Non se la passa certo meglio Milano, dove gli esercizi defunti sono già 675. E considerando che parliamo soltanto dei primi 120 giorni dell'anno, la media è di quasi sei piccoli esercizi al giorno, per nulla compensati dalle 327 nuove aperture il cui futuro è sempre più incerto. «Una situazione drammatica - spiega il presidente lombardo di Confesercenti Giorgio Ambrosioni - Perché per ogni saracinesca che si abbassa, si spegne una luce in città e si perde un pezzo di socialità, di sicurezza e di cultura. Perché oggi vediamo chiudere anche negozi che hanno cent'anni».

Già pronte le richieste da presentare al governo, «a cominciare dal ritirare questa sciagurata ipotesi dell'aumento dell'Iva dal 21 al 22 per cento. Anzi per rilanciare i consumi l'Iva va abbassata al 20». Perché ci sono altri dati che dimostrano come la capacità di spesa delle famiglie sia ormai ridotta all'osso e i consumi precipitati al livello del 1992. «Solo il reparto tessile e abbigliamento - spiega Ambrosioni - ha registrato un arretramento del 6,3 per cento. Siamo tornati a ventuno anni fa, il governo intervenga sulle politiche del lavoro. Non c'è più tempo da perdere».
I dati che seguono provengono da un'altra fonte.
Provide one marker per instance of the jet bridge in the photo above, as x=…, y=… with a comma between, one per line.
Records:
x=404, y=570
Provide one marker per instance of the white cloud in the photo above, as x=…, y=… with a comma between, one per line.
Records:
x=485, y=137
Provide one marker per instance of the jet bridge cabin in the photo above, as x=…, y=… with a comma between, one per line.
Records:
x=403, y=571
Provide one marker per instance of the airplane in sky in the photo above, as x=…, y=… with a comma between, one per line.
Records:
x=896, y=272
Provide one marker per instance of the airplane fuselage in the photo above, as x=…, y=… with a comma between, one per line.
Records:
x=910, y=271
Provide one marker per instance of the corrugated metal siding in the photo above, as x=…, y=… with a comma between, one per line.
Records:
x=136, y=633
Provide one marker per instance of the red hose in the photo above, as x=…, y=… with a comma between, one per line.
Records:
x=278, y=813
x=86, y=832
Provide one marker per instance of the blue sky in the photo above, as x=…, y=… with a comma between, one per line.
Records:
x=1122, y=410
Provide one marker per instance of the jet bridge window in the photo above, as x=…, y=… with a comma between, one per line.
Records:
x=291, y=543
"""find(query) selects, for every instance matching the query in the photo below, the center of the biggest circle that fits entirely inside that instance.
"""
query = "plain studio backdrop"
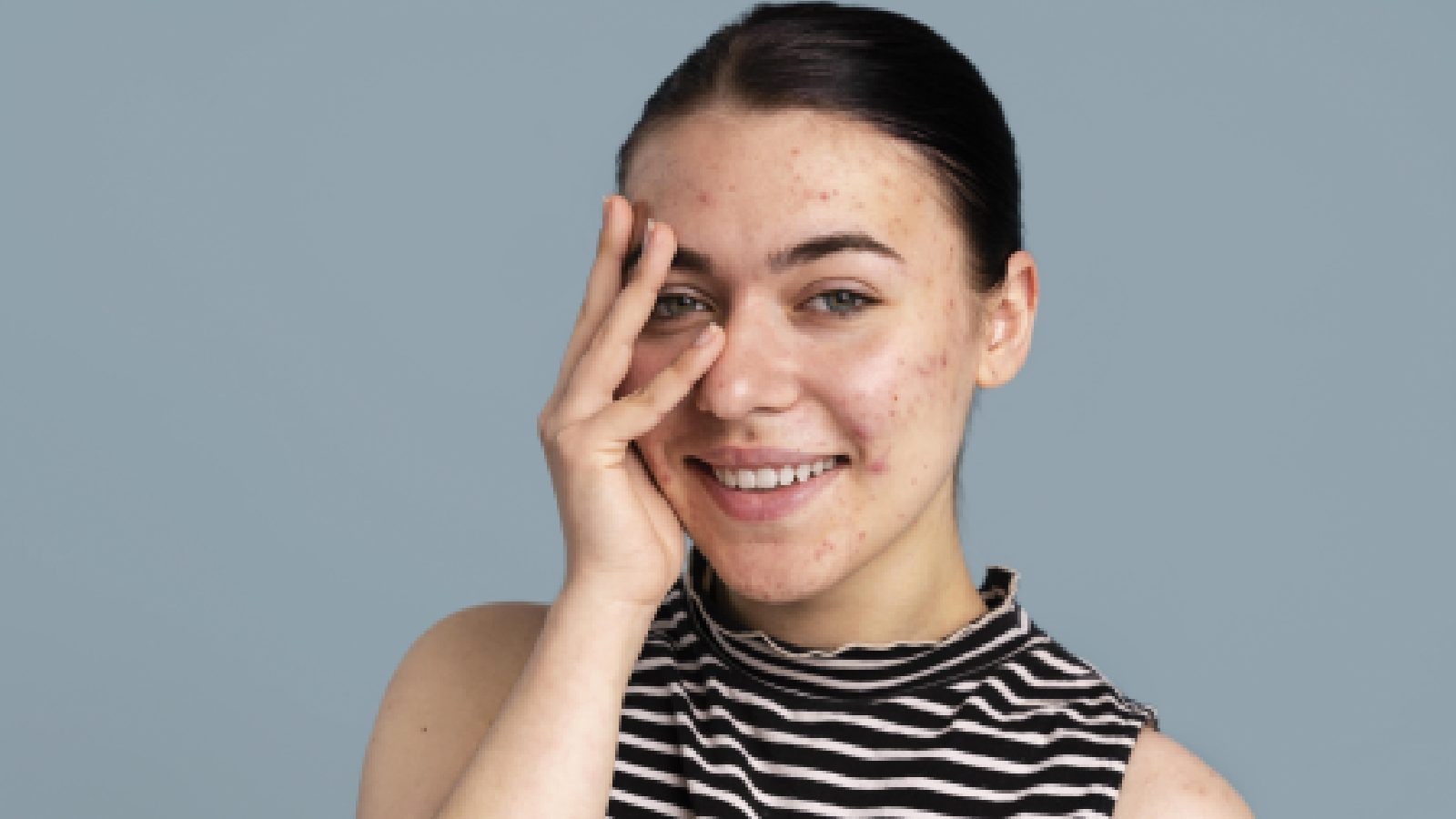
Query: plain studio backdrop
(283, 288)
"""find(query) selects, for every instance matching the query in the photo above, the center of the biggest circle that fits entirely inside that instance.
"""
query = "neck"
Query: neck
(915, 589)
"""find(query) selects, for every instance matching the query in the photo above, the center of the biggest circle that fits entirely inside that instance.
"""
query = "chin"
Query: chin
(776, 571)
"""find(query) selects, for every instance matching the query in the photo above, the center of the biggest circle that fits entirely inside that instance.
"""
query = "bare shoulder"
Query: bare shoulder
(1168, 782)
(439, 704)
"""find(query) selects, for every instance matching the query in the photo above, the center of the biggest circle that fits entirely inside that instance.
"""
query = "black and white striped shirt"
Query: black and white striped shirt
(995, 720)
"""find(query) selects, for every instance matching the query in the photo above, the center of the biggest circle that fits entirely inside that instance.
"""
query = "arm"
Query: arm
(1167, 782)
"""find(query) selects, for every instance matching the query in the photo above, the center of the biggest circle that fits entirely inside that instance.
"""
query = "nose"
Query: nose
(754, 372)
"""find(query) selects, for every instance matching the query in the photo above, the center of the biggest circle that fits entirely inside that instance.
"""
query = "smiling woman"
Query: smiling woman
(813, 264)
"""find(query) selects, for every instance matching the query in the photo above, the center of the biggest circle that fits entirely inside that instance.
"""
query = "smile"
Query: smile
(772, 477)
(766, 484)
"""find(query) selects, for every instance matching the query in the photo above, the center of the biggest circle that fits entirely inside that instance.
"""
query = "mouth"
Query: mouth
(763, 486)
(763, 479)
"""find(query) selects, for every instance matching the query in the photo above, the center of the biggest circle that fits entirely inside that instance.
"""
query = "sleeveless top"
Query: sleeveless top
(994, 720)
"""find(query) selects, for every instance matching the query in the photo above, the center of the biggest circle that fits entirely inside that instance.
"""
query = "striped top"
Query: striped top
(994, 720)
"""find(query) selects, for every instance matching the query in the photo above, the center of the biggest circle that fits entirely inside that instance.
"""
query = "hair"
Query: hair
(875, 66)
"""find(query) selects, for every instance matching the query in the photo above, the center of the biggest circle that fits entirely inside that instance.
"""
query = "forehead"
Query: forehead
(732, 179)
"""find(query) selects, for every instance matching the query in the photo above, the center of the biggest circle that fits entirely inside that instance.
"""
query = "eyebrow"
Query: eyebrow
(807, 251)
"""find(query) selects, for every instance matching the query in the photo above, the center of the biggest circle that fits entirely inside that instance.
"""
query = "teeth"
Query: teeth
(771, 477)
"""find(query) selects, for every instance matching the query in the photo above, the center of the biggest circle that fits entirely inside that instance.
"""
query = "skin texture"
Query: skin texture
(885, 385)
(510, 709)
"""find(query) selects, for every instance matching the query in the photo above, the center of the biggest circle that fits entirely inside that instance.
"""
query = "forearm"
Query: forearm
(551, 749)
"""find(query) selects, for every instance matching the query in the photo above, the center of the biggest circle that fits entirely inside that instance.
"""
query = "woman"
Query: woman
(814, 264)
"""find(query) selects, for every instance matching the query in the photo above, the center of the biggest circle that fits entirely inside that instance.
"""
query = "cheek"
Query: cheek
(900, 397)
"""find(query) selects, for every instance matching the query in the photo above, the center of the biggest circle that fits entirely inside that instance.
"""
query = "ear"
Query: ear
(1009, 310)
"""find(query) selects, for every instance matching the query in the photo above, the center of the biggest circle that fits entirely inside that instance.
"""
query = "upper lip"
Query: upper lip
(752, 458)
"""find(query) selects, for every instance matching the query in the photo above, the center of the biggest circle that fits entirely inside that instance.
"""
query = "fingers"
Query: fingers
(603, 281)
(635, 414)
(604, 361)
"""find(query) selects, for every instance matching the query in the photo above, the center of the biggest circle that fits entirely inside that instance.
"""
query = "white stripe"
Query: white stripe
(866, 784)
(1036, 709)
(975, 761)
(645, 800)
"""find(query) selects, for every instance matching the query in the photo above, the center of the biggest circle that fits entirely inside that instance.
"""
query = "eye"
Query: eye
(839, 302)
(676, 305)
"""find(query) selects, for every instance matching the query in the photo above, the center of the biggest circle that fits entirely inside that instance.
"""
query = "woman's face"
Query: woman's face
(839, 276)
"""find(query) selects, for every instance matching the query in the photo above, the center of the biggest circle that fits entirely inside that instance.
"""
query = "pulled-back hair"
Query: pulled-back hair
(875, 66)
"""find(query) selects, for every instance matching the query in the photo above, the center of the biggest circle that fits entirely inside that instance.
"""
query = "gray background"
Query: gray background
(284, 285)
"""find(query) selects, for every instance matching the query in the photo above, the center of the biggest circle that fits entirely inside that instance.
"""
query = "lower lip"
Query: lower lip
(764, 504)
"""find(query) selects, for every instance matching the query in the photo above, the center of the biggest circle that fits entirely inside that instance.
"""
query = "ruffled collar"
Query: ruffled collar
(859, 671)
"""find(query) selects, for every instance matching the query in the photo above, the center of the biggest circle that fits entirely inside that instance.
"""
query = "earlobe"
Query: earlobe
(1012, 310)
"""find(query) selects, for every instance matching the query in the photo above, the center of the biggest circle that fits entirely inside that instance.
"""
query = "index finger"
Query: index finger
(603, 283)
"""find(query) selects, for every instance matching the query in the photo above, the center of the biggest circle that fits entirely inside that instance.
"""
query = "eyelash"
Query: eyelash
(858, 303)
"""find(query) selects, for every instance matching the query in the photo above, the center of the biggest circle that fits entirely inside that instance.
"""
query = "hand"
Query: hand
(623, 541)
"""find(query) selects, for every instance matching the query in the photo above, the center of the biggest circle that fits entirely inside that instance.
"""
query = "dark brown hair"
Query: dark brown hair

Altro capitolo è quello del credito. «Le banche non erogano più nulla - accusa Ambrosioni - i commercianti per tenere aperto hanno messo mano ai risparmi o venduto la casa al mare. E ora cosa fanno?». Per non parlare del costo del lavoro e «di una riforma Fornero già da cambiare perché non consentendo sufficiente flessibilità, ha creato altri vincoli e costi insostenibili per le imprese».

Preoccupazioni condivise da Carluccio Sangalli, il presidente di Confcommercio impegnato ieri a Roma nell'assemblea nazionale. «Nel declino dell'Italia - le sue parole - non vi è nulla di ineluttabile: non siamo vittime di un destino cinico e baro. Scontiamo, invece, scelte sbagliate e scelte mancate».

E per affrontare questa emergenza occupazione, «bisogna procedere con determinazione e coerenza: rivedendo le restrizioni in materia di flessibilità in entrata, affrontando il nodo del costo del lavoro e il suo recente aggravio per l'apprendistato, semplificando procedure e adempimenti che si traducono in ulteriori costi a sei zeri». Ricordando che «il terziario di mercato è stato l'unico grande settore capace di creare occupazione. Abbiamo tutte le carte in regola per continuare a crescere».